[EM] Implicit order, enhancing a method with itself, untying SRP

Filip Ejlak tersander at gmail.com
Mon Aug 14 07:03:27 PDT 2023


Many methods give some explicit order of winners: for example in FPTP there
is an obvious 2nd place for the candidate with the 2nd largest number of
first preferences, etc.

However there's also what I call the "implicit order" of winners (which
might be very different): that's when you eliminate the winner from the set
of candidates, then check who will now become the new winner, then
eliminating them, etc.

Such an order can be used for runoff purposes - eliminate the last place
candidate, then recalculate the order, eliminate the new last place
candidate, and so on, until you have one candidate left. That's not a new
idea - I'm sure I've seen someone doing this with IRV quite a long time
ago. But this can be done with any base method.
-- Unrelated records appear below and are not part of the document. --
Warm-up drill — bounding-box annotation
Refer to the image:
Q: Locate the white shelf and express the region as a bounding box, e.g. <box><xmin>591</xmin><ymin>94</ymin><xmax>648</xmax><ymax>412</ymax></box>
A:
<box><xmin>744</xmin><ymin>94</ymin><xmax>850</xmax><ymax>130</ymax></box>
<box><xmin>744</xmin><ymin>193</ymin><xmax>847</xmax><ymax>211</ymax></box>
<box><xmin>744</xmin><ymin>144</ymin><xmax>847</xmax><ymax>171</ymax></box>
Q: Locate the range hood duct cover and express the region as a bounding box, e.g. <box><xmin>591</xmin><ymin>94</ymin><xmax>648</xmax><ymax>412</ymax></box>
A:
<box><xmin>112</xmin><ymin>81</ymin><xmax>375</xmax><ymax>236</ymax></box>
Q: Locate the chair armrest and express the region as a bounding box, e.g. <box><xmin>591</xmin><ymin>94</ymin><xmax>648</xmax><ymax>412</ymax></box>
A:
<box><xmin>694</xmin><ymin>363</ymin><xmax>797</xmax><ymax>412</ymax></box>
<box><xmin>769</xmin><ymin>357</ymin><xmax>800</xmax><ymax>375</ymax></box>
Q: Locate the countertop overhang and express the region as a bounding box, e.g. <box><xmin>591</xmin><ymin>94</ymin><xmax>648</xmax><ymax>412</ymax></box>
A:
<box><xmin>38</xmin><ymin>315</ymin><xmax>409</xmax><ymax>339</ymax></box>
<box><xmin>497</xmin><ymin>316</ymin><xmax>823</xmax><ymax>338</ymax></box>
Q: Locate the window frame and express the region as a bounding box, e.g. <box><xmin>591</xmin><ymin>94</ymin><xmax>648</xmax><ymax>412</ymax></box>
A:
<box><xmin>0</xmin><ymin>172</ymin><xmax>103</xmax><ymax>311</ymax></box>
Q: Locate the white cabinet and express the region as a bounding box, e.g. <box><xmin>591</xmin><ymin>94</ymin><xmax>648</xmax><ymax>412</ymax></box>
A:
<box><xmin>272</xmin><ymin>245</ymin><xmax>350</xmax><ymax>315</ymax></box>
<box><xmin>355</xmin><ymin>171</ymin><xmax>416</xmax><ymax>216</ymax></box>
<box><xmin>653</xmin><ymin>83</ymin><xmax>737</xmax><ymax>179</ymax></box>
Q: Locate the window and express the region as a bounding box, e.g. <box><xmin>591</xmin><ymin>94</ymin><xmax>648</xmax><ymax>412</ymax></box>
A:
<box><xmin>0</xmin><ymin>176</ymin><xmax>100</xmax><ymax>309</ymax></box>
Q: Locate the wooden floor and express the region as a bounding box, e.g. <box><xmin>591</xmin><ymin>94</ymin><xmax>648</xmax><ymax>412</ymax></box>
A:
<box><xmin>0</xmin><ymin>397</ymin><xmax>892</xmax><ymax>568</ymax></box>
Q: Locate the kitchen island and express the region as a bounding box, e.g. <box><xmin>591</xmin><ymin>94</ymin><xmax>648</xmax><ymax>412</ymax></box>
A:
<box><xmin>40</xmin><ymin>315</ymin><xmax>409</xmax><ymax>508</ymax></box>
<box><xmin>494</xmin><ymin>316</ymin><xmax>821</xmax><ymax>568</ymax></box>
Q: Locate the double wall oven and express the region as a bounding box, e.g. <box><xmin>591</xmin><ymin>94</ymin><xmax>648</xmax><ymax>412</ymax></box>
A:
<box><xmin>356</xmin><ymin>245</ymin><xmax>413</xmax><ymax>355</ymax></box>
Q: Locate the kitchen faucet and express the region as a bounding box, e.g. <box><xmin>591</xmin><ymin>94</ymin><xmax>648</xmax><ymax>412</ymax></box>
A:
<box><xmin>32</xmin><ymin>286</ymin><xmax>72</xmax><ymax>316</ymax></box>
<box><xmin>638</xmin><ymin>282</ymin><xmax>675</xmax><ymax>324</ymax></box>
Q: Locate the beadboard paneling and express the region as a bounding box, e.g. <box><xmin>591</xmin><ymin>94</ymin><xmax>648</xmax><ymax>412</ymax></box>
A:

In some cases, such a process will produce something entirely different
than the base method - for example, it will transform every non-Condorcet
majoritarian ranked method into a Condorcet one.
In some other cases, it will make no difference at all - like when the
method is LIIA-compliant.

It's closer to the second option with Selective Ranked Pairs - my
simulations suggest that the method is LIIA-compliant unless ties are
involved. Using the self-enhancement process here seems to be a good way to
resolve ties in a monotonic and cloneproof way. It doesn't seem to affect
the high strategy-resistance of the SRP method (which in this respect seems
to look better than Smith//X but not as good as Smith//IRV).